Génocide arménien : la CEDH fait primer la liberté d’expression

La Grande chambre de la Cour européenne des droits de l’Homme a dit son dernier mot : la négation du « génocide » des Arméniens, en 1915, ne peut être pénalement punie. Dans le contexte français, la décision revient à enterrer définitivement la loi promise par le président François Hollande sur la pénalisation de la négation. 

 

Dogu Perinçek aura réussi un tour de force. Figure controversée en Turquie, le président du Parti de la patrie (ex-Parti des travailleurs), docteur en droit, a fait condamner la Suisse sur une affaire plus que sensible, le «génocide» arménien.

Dans un arrêt définitif, la Cour européenne des droits de l’Homme (CEDH) a estimé que la Suisse avait violé la liberté d’expression de Perinçek en le condamnant pénalement pour avoir nié en public le «génocide» arménien. La qualification juridique de la déportation des Arméniens ottomans en 1915 faisait débat depuis des décennies. La Turquie a toujours refusé d’y voir un génocide perpétré par l’Empire ottoman mais plutôt une mesure de sécurité en pleine guerre mondiale. 

Sa grande chambre a répété que la condamnation, en 2007, par les tribunaux suisses, de Dogu Perincek à une amende et à des dommages et intérêts pour avoir nié, lors de conférences en Suisse, l’existence d’un tel génocide, avait violé son droit à la liberté d’expression. L’arrêt, rendu à une majorité de dix juges contre sept, est définitif.

Dans un communiqué diffusé à l’issue de l’audience, la Cour note que «les propos de M. Perinçek se rapportaient à une question d’intérêt public et n’étaient pas assimilables à un appel à la haine ou à l’intolérance». Elle ajoute que «les propos ne pouvaient être regardés comme ayant attenté à la dignité des membres de la communauté arménienne au point d’appeler une réponse pénale en Suisse» et estime donc que «les tribunaux suisses apparaissent avoir censuré le requérant pour avoir simplement exprimé une opinion divergente de celles ayant cours en Suisse». 

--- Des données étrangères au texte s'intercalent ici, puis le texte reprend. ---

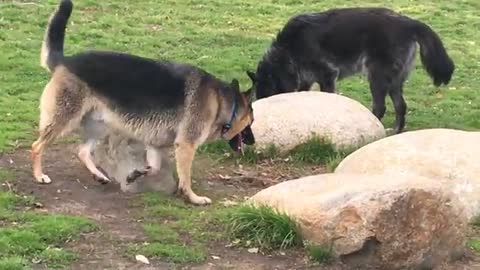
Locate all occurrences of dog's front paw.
[127,167,151,184]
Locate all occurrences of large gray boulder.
[252,91,386,152]
[250,173,467,270]
[335,129,480,218]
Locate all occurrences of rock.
[335,129,480,218]
[250,173,467,270]
[94,133,177,195]
[135,255,150,264]
[252,91,386,151]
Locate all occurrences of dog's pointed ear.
[230,79,240,92]
[247,70,257,83]
[242,88,254,103]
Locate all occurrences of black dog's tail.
[413,21,455,87]
[40,0,73,72]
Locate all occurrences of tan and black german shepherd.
[32,0,254,205]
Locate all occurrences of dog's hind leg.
[389,85,407,134]
[78,138,110,184]
[127,146,162,183]
[31,80,82,183]
[368,67,389,121]
[175,141,212,205]
[389,44,416,134]
[77,111,111,184]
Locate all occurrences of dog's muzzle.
[228,126,255,152]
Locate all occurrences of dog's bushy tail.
[40,0,73,72]
[413,21,455,87]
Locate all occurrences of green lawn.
[0,0,480,269]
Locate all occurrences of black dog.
[247,8,455,133]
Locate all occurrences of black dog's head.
[247,48,297,99]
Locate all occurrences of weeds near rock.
[230,205,302,249]
[307,245,333,264]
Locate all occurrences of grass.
[229,205,302,250]
[0,0,480,269]
[0,180,95,269]
[128,193,232,263]
[467,239,480,253]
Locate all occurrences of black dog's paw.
[127,167,149,184]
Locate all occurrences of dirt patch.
[0,144,480,270]
[0,144,325,269]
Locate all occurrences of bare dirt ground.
[0,145,480,270]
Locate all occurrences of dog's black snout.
[242,126,255,145]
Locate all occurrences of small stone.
[33,202,43,208]
[135,255,150,264]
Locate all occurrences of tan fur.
[32,66,253,204]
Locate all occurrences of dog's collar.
[222,98,237,135]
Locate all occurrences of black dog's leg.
[389,84,407,134]
[369,72,388,121]
[317,65,339,93]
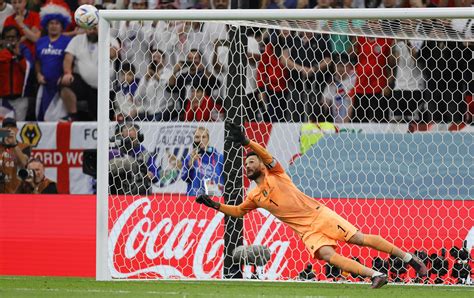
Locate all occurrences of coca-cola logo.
[108,197,290,279]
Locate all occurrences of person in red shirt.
[196,122,428,288]
[183,86,221,121]
[0,26,33,121]
[4,0,41,57]
[351,37,396,122]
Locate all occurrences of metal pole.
[223,1,247,279]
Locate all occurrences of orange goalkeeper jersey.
[240,142,322,237]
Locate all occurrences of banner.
[17,122,474,194]
[0,195,474,280]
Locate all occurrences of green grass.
[0,276,474,298]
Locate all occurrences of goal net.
[97,9,474,284]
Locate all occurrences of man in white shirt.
[60,27,118,121]
[0,0,15,32]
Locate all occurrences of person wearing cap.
[0,26,33,121]
[16,158,58,194]
[35,3,71,121]
[0,118,31,193]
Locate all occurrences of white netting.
[101,10,474,284]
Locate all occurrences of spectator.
[60,27,118,121]
[0,0,15,32]
[257,30,290,122]
[35,4,71,121]
[16,158,58,194]
[168,49,221,118]
[151,0,185,65]
[109,122,159,195]
[135,50,174,121]
[351,37,395,122]
[0,26,33,121]
[0,118,31,193]
[201,0,230,103]
[4,0,41,58]
[183,84,223,121]
[260,0,311,9]
[280,32,331,122]
[114,63,143,121]
[419,21,472,123]
[193,0,209,9]
[181,126,224,196]
[389,40,425,120]
[115,0,154,79]
[323,55,356,123]
[174,21,207,65]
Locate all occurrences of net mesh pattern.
[105,16,474,284]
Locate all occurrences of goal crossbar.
[99,7,474,21]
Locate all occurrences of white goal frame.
[96,7,474,280]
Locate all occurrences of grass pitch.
[0,276,474,298]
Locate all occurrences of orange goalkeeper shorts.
[303,207,358,258]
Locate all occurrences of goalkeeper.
[196,122,427,288]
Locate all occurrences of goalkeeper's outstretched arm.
[196,194,247,217]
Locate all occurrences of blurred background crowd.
[0,0,474,123]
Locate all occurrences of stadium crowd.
[0,0,474,123]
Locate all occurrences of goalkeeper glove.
[225,121,250,146]
[196,195,221,211]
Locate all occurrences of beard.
[247,169,262,180]
[87,33,99,43]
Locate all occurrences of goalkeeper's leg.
[347,231,428,277]
[315,245,388,289]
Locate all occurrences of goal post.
[96,8,474,284]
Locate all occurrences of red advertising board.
[0,195,474,279]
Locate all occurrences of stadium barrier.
[0,194,474,283]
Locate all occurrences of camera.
[18,169,35,180]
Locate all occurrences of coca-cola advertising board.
[0,195,474,280]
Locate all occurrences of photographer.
[0,118,31,193]
[109,123,158,195]
[181,126,224,196]
[0,26,33,121]
[16,158,58,194]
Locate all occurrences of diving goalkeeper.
[196,122,427,289]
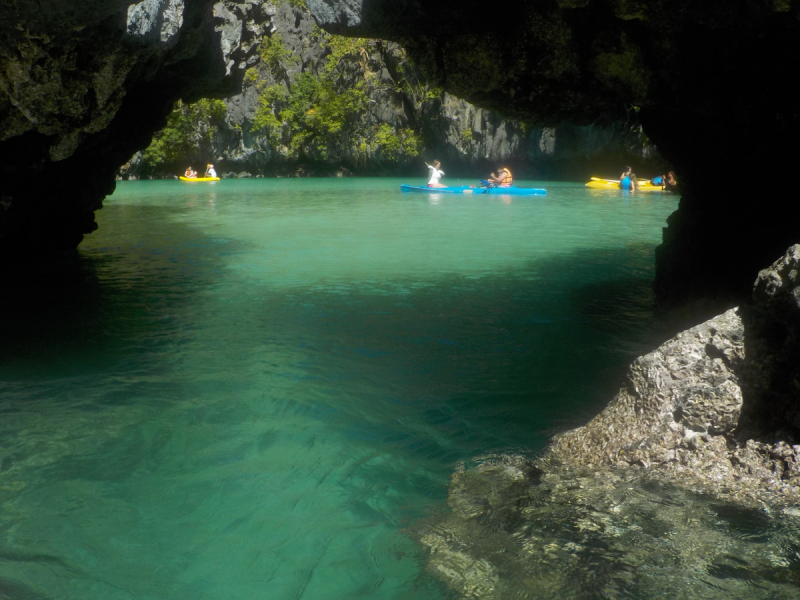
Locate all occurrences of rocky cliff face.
[122,2,665,180]
[308,0,800,306]
[0,0,266,255]
[417,245,800,599]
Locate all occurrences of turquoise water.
[0,179,677,600]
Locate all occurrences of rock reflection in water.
[415,456,800,600]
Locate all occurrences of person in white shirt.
[425,160,447,187]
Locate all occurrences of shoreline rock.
[413,244,800,600]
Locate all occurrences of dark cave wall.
[0,0,266,257]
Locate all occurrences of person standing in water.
[425,160,447,187]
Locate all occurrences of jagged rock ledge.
[416,245,800,599]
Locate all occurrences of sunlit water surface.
[0,179,772,600]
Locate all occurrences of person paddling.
[489,167,514,187]
[425,160,447,187]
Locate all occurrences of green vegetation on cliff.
[140,28,427,176]
[141,98,227,175]
[252,30,421,166]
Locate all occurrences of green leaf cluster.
[253,33,421,161]
[142,98,227,174]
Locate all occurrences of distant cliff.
[121,0,665,180]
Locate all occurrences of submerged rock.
[416,245,800,599]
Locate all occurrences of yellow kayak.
[586,177,665,192]
[180,175,219,183]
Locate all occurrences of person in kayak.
[619,167,633,190]
[425,160,447,187]
[665,171,678,192]
[489,167,514,187]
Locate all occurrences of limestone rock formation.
[416,245,800,599]
[307,0,800,307]
[0,0,268,255]
[121,2,666,181]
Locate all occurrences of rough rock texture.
[307,0,800,307]
[121,2,668,181]
[416,245,800,599]
[740,246,800,442]
[412,456,800,600]
[0,0,267,255]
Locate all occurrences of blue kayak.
[400,184,547,196]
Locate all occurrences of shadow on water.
[0,206,244,378]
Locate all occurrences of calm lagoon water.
[0,179,677,600]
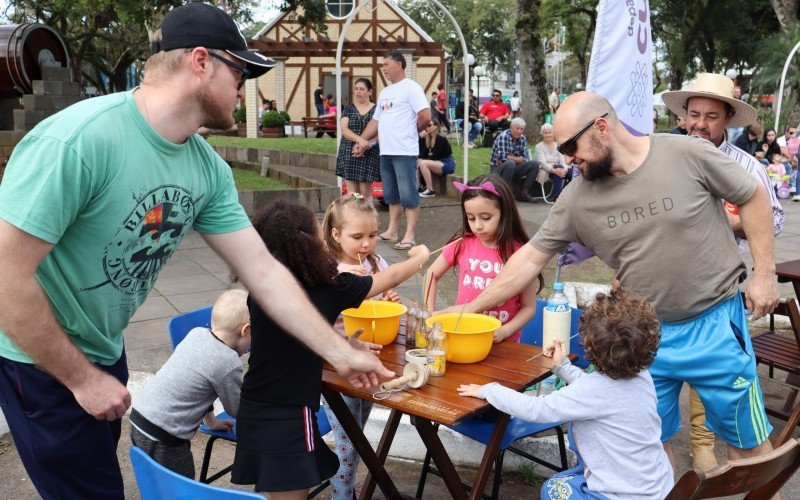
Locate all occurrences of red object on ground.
[342,181,383,200]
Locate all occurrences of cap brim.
[225,50,277,78]
[661,90,758,127]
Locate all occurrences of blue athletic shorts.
[650,292,772,449]
[381,155,419,208]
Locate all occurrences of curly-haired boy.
[458,287,673,499]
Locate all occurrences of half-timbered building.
[247,0,446,133]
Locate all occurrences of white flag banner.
[586,0,653,135]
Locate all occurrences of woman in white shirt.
[533,123,572,201]
[510,90,522,118]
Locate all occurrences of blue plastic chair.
[131,446,264,500]
[417,299,589,498]
[168,307,331,498]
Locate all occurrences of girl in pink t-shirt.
[427,175,544,342]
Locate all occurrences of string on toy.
[525,332,580,363]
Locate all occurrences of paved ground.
[0,190,800,499]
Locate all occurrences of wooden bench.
[752,298,800,420]
[300,117,336,138]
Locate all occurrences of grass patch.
[231,168,290,191]
[208,135,492,178]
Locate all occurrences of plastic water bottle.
[427,322,447,377]
[542,282,572,360]
[536,375,558,396]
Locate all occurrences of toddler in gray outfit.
[130,290,250,479]
[458,287,674,499]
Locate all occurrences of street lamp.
[474,66,486,106]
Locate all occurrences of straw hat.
[661,73,758,127]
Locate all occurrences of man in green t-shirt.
[0,3,394,498]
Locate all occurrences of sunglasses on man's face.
[558,113,608,156]
[208,52,250,90]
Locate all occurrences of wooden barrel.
[0,23,69,97]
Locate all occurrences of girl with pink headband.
[427,175,544,342]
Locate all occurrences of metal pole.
[775,42,800,133]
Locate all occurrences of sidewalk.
[0,197,800,499]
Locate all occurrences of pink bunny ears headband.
[453,182,500,198]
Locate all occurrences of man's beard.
[583,141,614,181]
[196,88,234,130]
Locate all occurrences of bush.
[233,106,247,123]
[261,109,289,128]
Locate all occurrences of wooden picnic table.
[775,259,800,300]
[322,335,550,499]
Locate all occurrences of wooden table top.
[775,259,800,280]
[322,335,551,425]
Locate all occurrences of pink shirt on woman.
[442,235,522,342]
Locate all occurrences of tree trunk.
[769,0,797,29]
[514,0,548,144]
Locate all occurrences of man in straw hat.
[663,73,785,470]
[0,3,394,499]
[463,92,780,476]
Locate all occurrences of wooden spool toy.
[380,363,428,392]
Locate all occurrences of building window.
[325,0,355,19]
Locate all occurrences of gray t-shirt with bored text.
[530,134,756,321]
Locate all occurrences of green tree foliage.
[541,0,598,82]
[5,0,254,94]
[650,0,777,94]
[751,21,800,129]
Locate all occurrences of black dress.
[336,104,381,182]
[231,273,372,491]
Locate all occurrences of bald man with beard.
[456,92,779,478]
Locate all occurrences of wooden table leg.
[322,385,401,498]
[469,413,511,500]
[411,417,468,499]
[358,410,403,500]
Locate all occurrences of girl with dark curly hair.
[426,174,544,343]
[231,202,430,499]
[458,287,674,499]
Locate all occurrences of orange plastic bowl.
[342,300,406,345]
[425,313,502,363]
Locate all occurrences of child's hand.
[381,290,403,303]
[492,326,512,344]
[458,384,484,399]
[340,264,367,276]
[408,245,431,262]
[432,304,464,315]
[347,328,383,356]
[209,418,233,431]
[545,340,567,366]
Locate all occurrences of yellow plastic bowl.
[342,300,406,345]
[425,313,502,363]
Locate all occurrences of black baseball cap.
[150,2,275,78]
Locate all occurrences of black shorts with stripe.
[231,399,339,491]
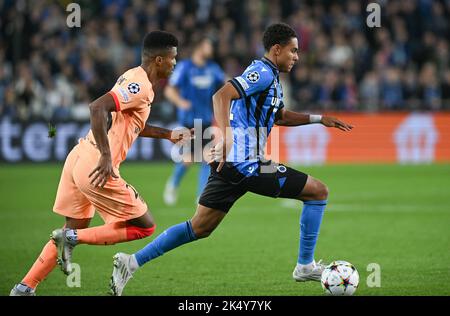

Différence avec le négationnisme de l’Holocauste

La Cour de Strasbourg fait une distinction avec la criminalisation de la négation du génocide des juifs qu’elle a validée dans plusieurs arrêts concernant des pays comme l’Allemagne, l’Autriche, la Belgique et la France.

« Eriger en infraction pénale sa négation se justifie parce que, dans le contexte historique des Etats concernés, même habillée en recherche historique impartiale, celle-ci passe invariablement pour la traduction d’une idéologie antidémocratique et antisémite », dit la Cour de Strasbourg.

Rien ne vient prouver, selon elle, que Dogu Perincek, qui présentait, dans ses discours, les Arméniens comme des « instruments » des « puissances impérialistes » ait eu des visées racistes en niant leur génocide sur le territoire de la Suisse.

La fin des lois mémorielles ?

Cet arrêt confirme la difficulté qu’aurait la France à revenir sur l’arrêt de son Conseil constitutionnel.

Le 28 février 2012, saisis par plusieurs députés et sénateurs de tous les groupes, les « Sages » français avaient invalidé la loi sur la négation du génocide arménien votée le 23 janvier, estimant qu’elle portait « une atteinte inconstitutionnelle à l’exercice de la liberté d’expression et de communication ».

François Hollande, alors candidat à la présidence de la République, avait promis une nouvelle loi sur le sujet, promesse qu’il a réitérée une fois élu en juillet 2012.